TL1A selectively enhances IL-12/IL-18-induced NK cell cytotoxicity against NK-resistant tumor targets.

Background: TL1A (TNFSF15) augments IFN-gamma production by IL-12/IL-18 responsive human T cells. Its ligand, death domain receptor 3 (DR3), is induced by activation on T and NK cells. Although IL-12/IL-18 induces DR3 expression on most NK cells, addition of TL1A minimally increases IFN-gamma production.

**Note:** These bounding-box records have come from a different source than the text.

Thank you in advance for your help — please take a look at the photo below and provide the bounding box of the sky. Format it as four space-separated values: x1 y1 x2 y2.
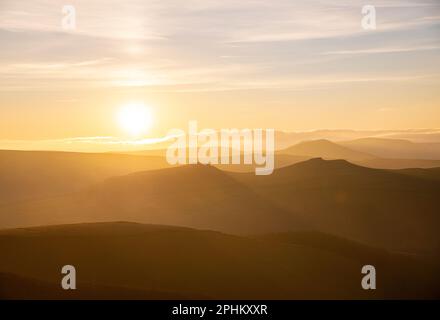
0 0 440 147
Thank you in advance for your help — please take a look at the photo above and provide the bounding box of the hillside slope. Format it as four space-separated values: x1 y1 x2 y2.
0 222 439 299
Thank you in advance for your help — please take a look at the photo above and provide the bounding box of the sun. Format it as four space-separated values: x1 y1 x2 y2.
117 102 153 137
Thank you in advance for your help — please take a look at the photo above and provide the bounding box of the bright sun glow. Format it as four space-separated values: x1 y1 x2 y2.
117 103 153 136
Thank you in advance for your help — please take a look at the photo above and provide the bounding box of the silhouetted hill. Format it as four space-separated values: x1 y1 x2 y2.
0 273 198 300
233 159 440 254
280 139 374 161
0 165 303 233
0 150 170 205
0 222 439 299
353 158 440 169
340 138 440 160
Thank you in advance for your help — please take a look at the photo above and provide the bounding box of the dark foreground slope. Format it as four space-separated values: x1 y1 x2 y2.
0 222 439 299
232 159 440 254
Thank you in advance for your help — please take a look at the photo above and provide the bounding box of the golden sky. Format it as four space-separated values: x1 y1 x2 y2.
0 0 440 147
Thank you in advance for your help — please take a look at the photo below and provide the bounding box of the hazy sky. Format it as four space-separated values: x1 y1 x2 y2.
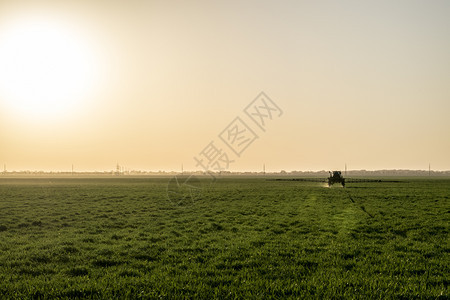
0 0 450 171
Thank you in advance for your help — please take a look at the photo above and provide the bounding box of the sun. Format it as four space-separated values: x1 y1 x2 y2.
0 17 98 120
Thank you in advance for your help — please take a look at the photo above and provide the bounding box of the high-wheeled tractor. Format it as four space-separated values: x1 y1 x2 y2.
328 171 345 187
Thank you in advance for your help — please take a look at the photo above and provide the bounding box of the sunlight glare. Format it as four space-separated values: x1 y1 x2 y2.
0 14 97 120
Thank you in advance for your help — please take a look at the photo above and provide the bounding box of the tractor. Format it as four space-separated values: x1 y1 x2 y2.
328 171 345 187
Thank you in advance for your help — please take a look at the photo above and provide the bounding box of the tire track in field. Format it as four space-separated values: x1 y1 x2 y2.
344 189 373 218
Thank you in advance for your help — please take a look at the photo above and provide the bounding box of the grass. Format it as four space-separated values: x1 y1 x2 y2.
0 177 450 299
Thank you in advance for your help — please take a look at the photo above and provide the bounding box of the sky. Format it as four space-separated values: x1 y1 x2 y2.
0 0 450 171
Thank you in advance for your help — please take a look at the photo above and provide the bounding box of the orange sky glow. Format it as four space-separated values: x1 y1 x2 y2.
0 0 450 171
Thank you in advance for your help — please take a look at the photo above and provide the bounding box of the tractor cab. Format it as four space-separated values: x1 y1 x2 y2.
328 171 345 187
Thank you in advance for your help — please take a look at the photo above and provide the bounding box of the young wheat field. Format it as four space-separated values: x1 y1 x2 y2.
0 177 450 299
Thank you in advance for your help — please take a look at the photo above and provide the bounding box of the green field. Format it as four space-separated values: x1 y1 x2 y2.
0 177 450 299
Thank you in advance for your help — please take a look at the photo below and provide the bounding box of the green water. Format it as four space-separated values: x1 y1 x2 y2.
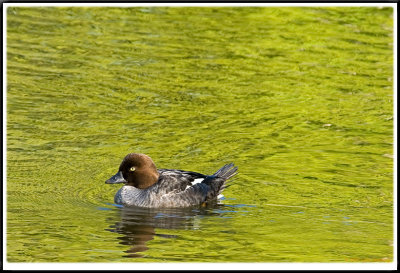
6 7 393 262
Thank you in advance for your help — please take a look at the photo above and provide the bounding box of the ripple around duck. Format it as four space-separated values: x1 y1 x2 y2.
6 7 394 262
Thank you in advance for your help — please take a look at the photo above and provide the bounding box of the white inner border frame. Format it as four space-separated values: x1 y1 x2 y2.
2 2 397 270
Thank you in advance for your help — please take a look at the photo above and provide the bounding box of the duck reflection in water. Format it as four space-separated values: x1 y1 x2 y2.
106 204 223 258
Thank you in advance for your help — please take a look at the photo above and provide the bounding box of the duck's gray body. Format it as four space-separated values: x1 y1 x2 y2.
114 164 237 208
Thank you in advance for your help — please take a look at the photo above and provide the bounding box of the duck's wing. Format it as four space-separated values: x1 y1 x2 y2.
157 169 207 194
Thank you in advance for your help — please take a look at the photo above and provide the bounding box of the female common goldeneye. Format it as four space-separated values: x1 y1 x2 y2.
106 153 237 208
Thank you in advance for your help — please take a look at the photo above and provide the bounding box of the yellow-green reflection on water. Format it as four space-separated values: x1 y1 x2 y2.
7 7 393 262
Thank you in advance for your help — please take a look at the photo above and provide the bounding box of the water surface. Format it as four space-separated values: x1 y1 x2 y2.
6 7 393 262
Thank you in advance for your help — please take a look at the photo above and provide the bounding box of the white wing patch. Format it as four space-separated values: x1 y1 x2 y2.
185 178 204 190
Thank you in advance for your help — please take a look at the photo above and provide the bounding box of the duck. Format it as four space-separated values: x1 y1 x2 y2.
105 153 238 208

Methods: (51)Chromium release and flow cytometric analysis were used to determine whether the TL1A-DR3 pathway is implicated in tumor cell lysis. Our aim was to determine whether the TL1A-DR3 pathway is implicated in tumor cell lysis.

Results: TL1A had no additional effect on IL-12/IL-18-induced cytotoxicity against an NK-susceptible tumor (K562); however, it promoted cytotoxicity against NK-resistant targets susceptible to lysis only by activated NK cells.

Conclusions: With IL-12/IL-18 activation, TL1A increased CD107a expression on NK cells which led to enhanced lysis of Daudi by PBMC and purified NK cells. To a lesser degree, TL1A increased lysis of colorectal adenocarcinoma epithelial derived lines (WiDr and SW837) by IL-12/IL-18-activated cells. Conclusions: TL1A increased cytotoxicity of IL-12/IL-18-activated NK cells against target cells dependent on NK activation for lysis and could function in vivo as a key co-activator of NK cytotoxicity.